UPPER EAST SIDE — Trash talk has spread from mayoral politics to the Manhattan borough president's race, as East 91st Street Marine Transfer Station opponents now accuse one candidate of using children as "human shields."
The latest chapter in the ongoing sanitation controversy began Wednesday, when Manhattan Borough President hopeful Julie Menin penned an op-ed in the New York Daily News defending the station as "the right thing to do."
One op-ed line particularly set off a firestorm of flak against the possible Scott Stringer successor — when Menin said that "the facility will be visually barricaded from the surrounding residential community by Asphalt Green."
"Is Menin really suggesting that the thousands of children who visit us will be human shields blocking the MTS’s impacts?" Carolyn Tweedy wrote.
Asphalt Green then sent out a mass e-mail, attributed to Tweedy, reiterating the same ideas.
"She made an outrageous claim, saying Asphalt Green will serve as a 'barricade between the MTS and the surrounding neighborhood," she wrote.
"Our facility and the thousands of children who use this sports and fitness center yearly should not be used as human shields to block the garbage trucks’ asthma-causing carcinogenic fumes from the rest of the neighborhood. We are not willing to put our children on the front line."
Anti-MTS activist group Pledge 2 Protect also entered the fray with an e-mail blast and a social media mobilization.
Those correspondences also hit mayoral hopeful Christine Quinn for her continued support of the project.
"We’ve all heard of politicians playing fast and loose with the facts for political gain, but when those politicians show blatant disregard for the health and well-being of thousands of NYC children, they’ve gone too far," Pledge 2 Protect President Kelly Nimmo-Guenter wrote.

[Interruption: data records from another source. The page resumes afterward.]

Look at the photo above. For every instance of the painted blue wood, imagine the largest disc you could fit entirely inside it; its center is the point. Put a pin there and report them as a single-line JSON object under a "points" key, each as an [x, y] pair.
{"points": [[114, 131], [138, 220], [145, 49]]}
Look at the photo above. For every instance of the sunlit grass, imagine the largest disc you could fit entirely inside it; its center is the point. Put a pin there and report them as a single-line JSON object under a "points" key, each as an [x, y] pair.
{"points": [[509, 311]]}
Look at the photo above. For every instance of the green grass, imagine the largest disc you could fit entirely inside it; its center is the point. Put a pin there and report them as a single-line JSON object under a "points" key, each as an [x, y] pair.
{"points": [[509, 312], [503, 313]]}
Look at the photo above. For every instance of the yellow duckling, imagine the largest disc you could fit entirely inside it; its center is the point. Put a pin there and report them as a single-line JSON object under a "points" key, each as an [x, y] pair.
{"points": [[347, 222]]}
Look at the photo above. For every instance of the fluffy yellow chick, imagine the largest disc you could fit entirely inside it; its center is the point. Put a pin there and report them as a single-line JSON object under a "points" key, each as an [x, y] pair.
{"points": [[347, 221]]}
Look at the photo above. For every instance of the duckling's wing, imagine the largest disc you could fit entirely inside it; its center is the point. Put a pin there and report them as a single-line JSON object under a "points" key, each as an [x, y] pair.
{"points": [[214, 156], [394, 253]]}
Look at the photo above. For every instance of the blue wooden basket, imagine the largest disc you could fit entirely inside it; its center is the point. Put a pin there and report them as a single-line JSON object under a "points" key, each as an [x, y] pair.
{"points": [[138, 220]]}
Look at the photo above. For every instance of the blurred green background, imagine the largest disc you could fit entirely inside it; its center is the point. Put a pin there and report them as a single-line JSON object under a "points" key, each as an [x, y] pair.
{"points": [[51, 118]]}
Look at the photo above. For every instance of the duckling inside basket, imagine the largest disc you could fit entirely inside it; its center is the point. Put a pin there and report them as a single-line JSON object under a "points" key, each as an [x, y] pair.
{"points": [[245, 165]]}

"We want to get the facts right and spread awareness about Quinn and Menin’s wrongheaded ideas."
She then wrote "here's how you can help," adding: "Tweet this: By supporting the East 91st St. MTS, @Quinn4NY & @juliemenin are unnecessarily putting over 31,000 kids in danger! #ues #swmp."
Menin and her supporters shot back, again claiming that the station — feared to bring a host of health and quality of life problems to the area — fostered "borough equity."
"I respect the community's concerns and stand by my op-ed," Menin said in a statement to DNAinfo.com New York. "Leadership is about making tough choices and solving problems. The plan the city developed relies on two solid principles that I support: borough equity and environmental justice."
"I intend to work with Upper East Side residents and every New Yorker to create a robust citywide recycling program that includes food composting and waste reduction so we can ultimately make the East 91st Street station obsolete."
Council Member Melissa Mark-Viverito agreed with Menin — and upped the ante by going on the attack against her opponents.
"The level of vitriol that Pledge 2 Protect is bringing to this debate is over the top," Melissa Mark-Viverito said in a statement.
"I stand with Julie Menin because her thoughtful op-ed took a tough and principled stance for borough equity and environmental justice without being filled with rhetoric."
A spokesman for the mayor also slammed Asphalt Green.
"There was a station operated safely in the exact same location for 50 years, including when the park was there. The claim by Asphalt Green using war references is as embarrassing as it is disgusting," Mayor Michael Bloomberg wrote.